I never thought of myself as the sort of person would enjoy seeing people hit each other, let alone enjoy hitting people myself. And as for getting hit . . . But I guess I am that sort of person, a fact that still surprises me if I think about it hard enough. How did that happen?
The sport of boxing provokes love, loathing and sometimes lust with equal intensity. It is practised by boors and aesthetes, thugs and intellectuals. It's a ticket out of poverty, a middle-class fascination and a promoter's goldmine. It can hook people with a primal burst of adrenaline and clinch them tight-or repel them utterly from the first jab.

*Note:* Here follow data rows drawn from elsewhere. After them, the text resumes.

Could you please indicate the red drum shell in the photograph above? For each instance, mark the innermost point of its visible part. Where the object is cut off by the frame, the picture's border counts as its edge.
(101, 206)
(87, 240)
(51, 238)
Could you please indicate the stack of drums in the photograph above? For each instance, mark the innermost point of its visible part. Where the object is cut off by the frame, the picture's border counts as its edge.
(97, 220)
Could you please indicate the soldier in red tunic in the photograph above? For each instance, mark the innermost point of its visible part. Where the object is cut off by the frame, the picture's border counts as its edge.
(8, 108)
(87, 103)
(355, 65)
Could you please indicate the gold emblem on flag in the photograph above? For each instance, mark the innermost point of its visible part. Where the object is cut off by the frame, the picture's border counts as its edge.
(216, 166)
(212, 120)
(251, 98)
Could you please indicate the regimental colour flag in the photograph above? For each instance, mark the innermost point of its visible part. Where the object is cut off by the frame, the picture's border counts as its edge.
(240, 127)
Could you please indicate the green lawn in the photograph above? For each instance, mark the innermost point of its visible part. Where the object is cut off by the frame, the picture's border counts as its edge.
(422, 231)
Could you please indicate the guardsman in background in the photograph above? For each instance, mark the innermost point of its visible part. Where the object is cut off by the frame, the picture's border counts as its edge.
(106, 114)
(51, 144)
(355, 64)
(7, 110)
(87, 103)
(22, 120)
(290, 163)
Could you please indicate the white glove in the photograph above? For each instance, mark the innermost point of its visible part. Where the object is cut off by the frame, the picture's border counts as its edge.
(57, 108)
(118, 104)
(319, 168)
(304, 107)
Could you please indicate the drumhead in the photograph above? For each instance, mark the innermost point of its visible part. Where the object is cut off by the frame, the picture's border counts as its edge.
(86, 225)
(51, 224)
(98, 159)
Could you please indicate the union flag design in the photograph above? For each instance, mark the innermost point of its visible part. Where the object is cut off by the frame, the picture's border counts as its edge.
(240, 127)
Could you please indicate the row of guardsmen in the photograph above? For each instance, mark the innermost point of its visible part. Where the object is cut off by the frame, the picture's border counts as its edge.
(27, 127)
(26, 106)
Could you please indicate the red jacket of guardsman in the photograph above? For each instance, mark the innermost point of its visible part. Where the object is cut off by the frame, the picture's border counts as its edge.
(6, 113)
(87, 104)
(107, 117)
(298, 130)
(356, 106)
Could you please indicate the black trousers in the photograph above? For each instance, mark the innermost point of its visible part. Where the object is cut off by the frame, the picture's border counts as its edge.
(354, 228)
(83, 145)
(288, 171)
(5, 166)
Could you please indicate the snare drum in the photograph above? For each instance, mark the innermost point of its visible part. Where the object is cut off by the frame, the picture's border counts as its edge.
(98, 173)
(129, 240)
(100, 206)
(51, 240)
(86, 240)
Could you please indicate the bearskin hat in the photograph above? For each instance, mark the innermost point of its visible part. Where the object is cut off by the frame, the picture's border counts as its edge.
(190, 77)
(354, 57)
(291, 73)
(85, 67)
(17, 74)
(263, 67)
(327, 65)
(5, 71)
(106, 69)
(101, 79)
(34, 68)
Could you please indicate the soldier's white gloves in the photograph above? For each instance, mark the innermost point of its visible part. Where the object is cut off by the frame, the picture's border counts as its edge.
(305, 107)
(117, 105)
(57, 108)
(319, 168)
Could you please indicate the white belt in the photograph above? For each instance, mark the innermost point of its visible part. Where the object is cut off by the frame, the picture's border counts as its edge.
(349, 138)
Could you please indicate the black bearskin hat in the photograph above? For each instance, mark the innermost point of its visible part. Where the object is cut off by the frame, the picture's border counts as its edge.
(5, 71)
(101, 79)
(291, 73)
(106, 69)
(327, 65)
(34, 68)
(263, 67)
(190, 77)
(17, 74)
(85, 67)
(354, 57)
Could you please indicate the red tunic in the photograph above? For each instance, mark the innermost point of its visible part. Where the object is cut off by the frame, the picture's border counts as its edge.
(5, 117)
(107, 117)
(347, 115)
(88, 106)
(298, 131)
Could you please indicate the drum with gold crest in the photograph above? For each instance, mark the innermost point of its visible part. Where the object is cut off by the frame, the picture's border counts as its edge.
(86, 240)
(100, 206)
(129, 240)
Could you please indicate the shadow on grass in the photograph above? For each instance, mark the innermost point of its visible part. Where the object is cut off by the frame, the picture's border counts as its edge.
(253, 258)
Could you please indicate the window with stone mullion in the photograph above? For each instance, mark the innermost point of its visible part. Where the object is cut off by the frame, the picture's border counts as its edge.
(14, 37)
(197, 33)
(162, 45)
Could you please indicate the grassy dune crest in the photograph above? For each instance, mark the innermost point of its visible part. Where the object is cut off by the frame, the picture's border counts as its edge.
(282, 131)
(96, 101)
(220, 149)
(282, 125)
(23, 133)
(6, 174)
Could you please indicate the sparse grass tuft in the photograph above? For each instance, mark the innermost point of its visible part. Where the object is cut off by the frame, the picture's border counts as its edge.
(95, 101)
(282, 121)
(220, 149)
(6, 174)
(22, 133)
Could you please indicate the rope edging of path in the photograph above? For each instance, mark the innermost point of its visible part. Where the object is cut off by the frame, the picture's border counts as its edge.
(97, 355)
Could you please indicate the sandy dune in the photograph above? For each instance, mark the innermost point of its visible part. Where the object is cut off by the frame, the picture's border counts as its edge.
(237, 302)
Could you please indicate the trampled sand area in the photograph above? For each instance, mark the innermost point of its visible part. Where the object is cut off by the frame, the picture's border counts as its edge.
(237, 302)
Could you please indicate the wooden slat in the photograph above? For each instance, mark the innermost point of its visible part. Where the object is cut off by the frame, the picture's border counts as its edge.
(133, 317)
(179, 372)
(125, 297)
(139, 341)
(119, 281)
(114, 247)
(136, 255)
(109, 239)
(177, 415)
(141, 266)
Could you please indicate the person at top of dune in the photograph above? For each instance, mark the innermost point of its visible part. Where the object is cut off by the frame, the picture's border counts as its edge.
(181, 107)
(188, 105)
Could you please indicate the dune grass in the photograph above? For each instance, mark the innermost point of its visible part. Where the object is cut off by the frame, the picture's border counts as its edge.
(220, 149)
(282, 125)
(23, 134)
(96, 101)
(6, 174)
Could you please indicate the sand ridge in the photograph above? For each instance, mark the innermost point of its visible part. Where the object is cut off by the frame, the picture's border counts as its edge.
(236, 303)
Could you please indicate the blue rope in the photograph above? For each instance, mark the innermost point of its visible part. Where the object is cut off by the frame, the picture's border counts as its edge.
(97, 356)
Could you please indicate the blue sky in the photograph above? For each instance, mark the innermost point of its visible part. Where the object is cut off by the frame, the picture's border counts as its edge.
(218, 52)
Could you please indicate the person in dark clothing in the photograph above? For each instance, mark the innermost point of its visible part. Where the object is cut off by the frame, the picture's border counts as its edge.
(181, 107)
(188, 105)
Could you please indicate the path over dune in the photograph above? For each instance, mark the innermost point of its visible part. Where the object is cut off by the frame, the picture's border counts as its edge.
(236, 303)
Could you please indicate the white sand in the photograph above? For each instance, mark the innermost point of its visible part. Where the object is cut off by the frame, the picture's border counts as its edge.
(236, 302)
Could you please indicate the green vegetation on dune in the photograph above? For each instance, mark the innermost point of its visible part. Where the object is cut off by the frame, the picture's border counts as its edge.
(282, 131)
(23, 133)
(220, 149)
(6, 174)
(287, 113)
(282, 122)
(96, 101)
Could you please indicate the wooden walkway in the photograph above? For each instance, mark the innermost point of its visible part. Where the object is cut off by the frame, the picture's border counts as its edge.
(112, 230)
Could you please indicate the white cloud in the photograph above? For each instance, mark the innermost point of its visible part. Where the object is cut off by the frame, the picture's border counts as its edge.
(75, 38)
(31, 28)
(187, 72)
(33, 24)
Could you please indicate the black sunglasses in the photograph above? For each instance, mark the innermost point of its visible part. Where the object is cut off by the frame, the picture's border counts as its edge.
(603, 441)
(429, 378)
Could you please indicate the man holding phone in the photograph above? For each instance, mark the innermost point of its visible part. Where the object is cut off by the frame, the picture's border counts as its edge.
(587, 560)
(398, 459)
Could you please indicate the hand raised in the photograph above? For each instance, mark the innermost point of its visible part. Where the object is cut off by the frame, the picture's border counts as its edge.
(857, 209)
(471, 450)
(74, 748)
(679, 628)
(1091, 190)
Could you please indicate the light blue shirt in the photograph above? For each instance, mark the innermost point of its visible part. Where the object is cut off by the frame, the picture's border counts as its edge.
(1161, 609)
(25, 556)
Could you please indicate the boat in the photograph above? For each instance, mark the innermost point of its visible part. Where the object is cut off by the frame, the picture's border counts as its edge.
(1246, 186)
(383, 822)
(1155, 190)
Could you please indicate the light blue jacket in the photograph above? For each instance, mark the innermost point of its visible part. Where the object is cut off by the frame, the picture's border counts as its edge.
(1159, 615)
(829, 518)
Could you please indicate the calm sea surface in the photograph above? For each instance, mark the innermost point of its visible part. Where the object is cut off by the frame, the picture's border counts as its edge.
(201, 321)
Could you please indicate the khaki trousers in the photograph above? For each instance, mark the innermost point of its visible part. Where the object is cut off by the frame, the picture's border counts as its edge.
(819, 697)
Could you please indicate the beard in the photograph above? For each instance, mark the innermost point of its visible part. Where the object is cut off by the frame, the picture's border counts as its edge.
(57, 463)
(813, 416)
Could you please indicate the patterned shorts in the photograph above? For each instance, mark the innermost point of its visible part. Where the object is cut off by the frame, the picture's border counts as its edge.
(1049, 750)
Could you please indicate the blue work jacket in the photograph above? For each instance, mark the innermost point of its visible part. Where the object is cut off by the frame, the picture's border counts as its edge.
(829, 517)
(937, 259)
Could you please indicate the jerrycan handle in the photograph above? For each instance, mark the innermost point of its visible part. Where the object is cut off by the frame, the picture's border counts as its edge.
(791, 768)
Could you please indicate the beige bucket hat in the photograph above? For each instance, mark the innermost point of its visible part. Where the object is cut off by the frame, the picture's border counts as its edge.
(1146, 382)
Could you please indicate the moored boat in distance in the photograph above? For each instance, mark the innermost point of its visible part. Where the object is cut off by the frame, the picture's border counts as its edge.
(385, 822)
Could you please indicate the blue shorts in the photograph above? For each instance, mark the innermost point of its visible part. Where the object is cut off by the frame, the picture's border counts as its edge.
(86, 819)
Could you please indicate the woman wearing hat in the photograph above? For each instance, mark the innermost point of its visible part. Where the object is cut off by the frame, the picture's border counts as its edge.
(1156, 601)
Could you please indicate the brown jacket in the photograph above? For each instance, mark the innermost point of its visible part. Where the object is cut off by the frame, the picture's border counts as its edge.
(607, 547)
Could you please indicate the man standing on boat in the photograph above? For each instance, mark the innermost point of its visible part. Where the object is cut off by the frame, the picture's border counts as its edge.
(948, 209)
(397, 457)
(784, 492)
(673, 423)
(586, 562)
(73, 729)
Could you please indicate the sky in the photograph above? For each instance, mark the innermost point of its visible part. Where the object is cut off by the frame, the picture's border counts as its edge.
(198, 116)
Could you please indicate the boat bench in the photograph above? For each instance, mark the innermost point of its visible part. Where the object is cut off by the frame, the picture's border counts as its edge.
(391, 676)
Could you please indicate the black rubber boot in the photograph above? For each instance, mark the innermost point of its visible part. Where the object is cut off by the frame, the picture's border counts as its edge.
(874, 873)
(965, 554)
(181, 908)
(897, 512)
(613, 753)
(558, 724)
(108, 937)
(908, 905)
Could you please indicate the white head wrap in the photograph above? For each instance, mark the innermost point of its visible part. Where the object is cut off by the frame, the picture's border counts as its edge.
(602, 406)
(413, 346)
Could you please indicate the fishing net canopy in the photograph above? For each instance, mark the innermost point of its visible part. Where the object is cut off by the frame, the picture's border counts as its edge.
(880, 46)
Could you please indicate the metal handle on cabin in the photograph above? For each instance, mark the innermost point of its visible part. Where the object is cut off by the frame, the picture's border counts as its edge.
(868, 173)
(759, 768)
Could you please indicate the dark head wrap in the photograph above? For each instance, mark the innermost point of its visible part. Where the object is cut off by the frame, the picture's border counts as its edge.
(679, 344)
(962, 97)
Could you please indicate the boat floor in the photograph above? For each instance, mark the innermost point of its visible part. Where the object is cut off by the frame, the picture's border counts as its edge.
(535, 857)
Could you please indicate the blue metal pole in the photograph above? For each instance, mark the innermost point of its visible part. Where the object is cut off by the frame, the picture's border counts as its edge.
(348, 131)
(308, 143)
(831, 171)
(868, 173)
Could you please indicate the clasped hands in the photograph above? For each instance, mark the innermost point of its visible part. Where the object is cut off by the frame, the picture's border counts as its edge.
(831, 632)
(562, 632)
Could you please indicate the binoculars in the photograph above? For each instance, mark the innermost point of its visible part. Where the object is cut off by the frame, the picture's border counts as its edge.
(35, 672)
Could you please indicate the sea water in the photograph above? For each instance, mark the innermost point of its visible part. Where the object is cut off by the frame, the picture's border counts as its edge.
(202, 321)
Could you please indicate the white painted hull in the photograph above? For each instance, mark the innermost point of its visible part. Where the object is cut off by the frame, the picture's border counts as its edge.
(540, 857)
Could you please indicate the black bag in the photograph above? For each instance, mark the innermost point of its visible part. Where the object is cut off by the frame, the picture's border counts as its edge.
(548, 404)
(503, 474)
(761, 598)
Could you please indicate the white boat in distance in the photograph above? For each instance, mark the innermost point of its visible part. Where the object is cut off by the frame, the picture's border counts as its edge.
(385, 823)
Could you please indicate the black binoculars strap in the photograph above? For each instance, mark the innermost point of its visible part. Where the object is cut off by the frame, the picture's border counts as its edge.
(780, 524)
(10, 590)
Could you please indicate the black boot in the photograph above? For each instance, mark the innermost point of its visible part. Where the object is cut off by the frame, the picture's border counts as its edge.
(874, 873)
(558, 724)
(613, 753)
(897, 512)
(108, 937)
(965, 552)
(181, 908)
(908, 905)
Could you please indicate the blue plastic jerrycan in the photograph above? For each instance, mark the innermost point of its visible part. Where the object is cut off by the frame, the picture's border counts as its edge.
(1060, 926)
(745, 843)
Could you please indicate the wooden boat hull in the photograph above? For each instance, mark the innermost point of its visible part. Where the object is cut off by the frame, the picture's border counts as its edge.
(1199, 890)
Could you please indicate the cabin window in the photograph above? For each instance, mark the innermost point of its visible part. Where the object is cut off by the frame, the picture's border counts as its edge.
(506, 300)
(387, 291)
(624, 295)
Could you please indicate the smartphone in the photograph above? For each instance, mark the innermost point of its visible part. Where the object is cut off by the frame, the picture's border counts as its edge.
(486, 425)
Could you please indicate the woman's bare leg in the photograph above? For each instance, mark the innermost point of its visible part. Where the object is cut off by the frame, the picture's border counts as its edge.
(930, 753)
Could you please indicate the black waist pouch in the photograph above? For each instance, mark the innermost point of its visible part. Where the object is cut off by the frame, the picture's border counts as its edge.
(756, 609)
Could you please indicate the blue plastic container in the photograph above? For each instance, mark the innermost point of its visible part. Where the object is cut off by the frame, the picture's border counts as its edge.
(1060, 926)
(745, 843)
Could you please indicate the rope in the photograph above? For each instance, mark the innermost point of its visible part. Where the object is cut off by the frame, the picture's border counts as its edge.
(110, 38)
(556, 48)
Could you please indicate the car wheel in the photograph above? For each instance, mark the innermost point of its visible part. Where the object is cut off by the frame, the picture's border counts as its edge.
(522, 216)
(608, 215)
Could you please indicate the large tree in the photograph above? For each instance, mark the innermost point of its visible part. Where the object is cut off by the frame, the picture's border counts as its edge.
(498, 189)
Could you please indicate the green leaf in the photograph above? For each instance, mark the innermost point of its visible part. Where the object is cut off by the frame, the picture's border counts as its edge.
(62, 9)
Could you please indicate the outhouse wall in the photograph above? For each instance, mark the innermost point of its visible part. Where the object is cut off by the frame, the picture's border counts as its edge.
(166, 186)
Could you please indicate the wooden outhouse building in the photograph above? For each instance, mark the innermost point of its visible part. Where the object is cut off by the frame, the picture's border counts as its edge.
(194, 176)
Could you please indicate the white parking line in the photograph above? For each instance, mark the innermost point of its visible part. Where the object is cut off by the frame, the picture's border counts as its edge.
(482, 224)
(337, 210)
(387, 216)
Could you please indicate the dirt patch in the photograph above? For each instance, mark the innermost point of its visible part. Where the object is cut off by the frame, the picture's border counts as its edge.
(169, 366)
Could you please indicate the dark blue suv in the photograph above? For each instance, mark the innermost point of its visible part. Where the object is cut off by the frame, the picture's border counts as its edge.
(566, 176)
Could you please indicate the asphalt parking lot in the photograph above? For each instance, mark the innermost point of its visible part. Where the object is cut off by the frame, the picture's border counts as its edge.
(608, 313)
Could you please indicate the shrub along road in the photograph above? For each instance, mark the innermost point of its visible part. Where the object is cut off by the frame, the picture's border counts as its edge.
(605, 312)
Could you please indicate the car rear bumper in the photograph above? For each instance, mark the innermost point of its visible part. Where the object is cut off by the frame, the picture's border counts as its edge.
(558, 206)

In On the Chin- A Boxing Education, Alex McClintock uses his own unlikely progress through the amateur ranks as a springboard to explore the history, culture and contradictions of the sweet science-with detours through some of its notable characters, including-
Benny 'The Ghetto Wizard' Leonard, who took great pride in the fact that his hair remained immaculately Brylcreemed throughout his fights; Australian middleweight champion and cafe proprietor Luigi Colluzi, dubbed 'the boxing barista'; The immaculately named Trenton Titsworth, who was once docked two points for kissing his opponent on the neck; And Joe Louis, the great African-American fighter famously described as 'A credit to his race- the human race.'
Informative, insightful and effortlessly entertaining, On the Chin is your essential guide to the art of hitting and getting hit.